Computerized Method for Automatic Evaluation of Lean Body Mass from PET/CT: Comparison with Predictive Equations

CT has become an established method for calculating body composition, but it requires data from the whole body, which are not typically obtained in routine PET/CT examinations. A computerized scheme that evaluates whole-body lean body mass (LBM) based on CT data from limited-whole-body coverage was developed. The LBM so obtained was compared with results from conventional predictive equations. Methods: LBM can be obtained automatically from limited-whole-body CT data by 3 means: quantification of body composition from CT images in the limited-whole-body scan, based on thresholding of CT attenuation; determination of the range of coverage based on a characteristic trend of changing composition across different levels and pattern recognition of specific features at strategic positions; and estimation of the LBM of the whole body on the basis of a predetermined relationship between proportion of fat mass and extent of coverage. This scheme was validated using 18 whole-body PET/CT examinations truncated at different lengths to emulate limited-whole-body data. LBM was also calculated using predictive equations that had been reported for use in SUV normalization.
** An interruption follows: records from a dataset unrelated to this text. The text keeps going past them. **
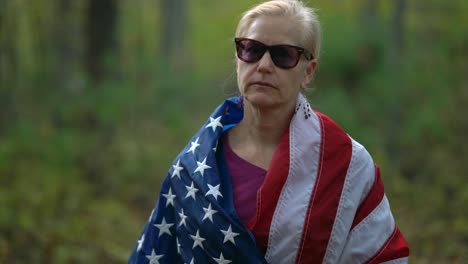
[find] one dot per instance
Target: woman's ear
(309, 73)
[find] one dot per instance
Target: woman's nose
(265, 63)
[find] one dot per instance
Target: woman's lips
(264, 84)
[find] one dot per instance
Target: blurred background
(98, 97)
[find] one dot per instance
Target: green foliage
(82, 159)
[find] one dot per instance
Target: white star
(164, 227)
(140, 242)
(202, 167)
(182, 218)
(209, 213)
(177, 170)
(153, 258)
(191, 190)
(221, 260)
(169, 198)
(194, 146)
(214, 123)
(229, 235)
(214, 190)
(197, 240)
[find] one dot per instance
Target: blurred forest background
(98, 97)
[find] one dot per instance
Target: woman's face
(262, 83)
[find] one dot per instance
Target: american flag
(322, 201)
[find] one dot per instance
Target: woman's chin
(260, 100)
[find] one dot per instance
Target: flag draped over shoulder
(322, 201)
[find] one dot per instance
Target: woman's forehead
(274, 30)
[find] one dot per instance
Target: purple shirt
(246, 179)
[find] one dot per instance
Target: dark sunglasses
(283, 56)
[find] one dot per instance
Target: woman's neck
(262, 127)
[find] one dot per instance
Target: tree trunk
(394, 61)
(174, 22)
(100, 33)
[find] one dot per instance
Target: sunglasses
(283, 56)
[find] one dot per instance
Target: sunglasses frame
(308, 55)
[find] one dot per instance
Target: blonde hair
(305, 17)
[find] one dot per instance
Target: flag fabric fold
(322, 201)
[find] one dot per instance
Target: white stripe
(366, 239)
(397, 261)
(289, 216)
(359, 180)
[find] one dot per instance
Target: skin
(270, 93)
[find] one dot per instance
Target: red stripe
(269, 193)
(373, 199)
(394, 248)
(335, 156)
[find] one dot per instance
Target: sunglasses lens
(284, 56)
(250, 51)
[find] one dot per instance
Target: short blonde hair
(305, 17)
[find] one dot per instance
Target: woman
(267, 179)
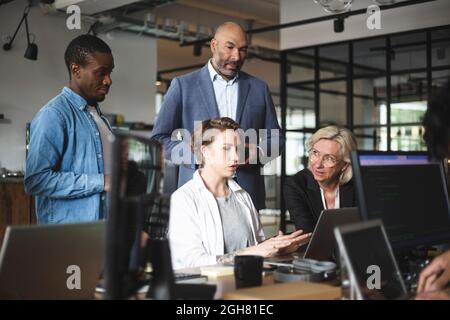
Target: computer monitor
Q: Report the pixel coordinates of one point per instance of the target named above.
(407, 191)
(323, 244)
(136, 203)
(52, 261)
(368, 263)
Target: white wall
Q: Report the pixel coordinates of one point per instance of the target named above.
(418, 16)
(25, 86)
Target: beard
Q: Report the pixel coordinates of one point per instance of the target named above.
(229, 73)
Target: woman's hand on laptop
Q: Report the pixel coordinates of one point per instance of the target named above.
(297, 238)
(436, 275)
(279, 245)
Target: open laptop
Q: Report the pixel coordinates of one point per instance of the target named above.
(368, 262)
(61, 261)
(322, 244)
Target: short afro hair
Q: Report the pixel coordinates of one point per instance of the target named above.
(82, 47)
(436, 122)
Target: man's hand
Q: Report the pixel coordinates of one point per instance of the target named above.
(106, 183)
(436, 275)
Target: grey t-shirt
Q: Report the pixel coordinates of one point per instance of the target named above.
(104, 134)
(237, 232)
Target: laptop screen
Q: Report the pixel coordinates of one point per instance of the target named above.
(372, 263)
(408, 192)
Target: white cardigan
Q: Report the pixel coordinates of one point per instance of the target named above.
(195, 225)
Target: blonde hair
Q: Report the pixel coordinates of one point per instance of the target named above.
(199, 138)
(346, 140)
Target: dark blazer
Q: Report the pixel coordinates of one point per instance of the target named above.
(191, 98)
(304, 202)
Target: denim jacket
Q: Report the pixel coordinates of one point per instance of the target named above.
(64, 167)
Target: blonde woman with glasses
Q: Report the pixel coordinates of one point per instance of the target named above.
(327, 182)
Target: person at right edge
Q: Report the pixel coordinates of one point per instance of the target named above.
(436, 276)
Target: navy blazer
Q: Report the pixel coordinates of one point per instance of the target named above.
(191, 98)
(304, 202)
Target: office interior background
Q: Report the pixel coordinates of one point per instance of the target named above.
(375, 81)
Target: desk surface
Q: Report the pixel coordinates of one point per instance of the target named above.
(299, 290)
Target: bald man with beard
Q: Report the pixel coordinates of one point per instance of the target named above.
(221, 89)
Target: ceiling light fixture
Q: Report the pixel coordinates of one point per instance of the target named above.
(32, 49)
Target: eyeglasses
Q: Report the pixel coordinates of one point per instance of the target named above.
(327, 160)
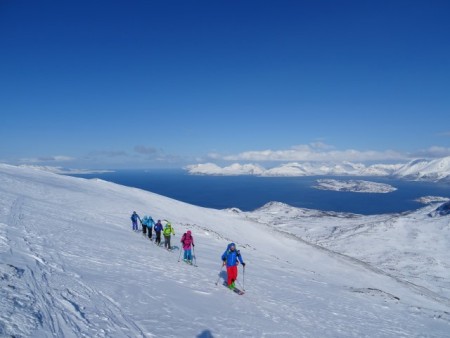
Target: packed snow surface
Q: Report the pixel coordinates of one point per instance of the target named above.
(70, 266)
(354, 186)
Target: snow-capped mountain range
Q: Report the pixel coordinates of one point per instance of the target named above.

Results: LBM derived from limited-whole-body data using the proposed method correlated strongly with LBM derived from whole-body CT data, with correlation coefficients ranging from 0.991 (shorter coverage) to 0.998 (longer coverage) and SEMs of LBM ranging from 0.14 to 0.33 kg. These were more accurate than results from different predictive equations, which ranged in correlation coefficient from 0.635 to 0.970 and in SEM from 0.64 to 2.40 kg. Conclusion: LBM of the whole body could be automatically estimated from CT data of limited-whole-body coverage typically acquired in PET/CT examinations. This estimation allows more accurate and consistent quantification of metabolic activity of tumors based on LBM-normalized standardized uptake value.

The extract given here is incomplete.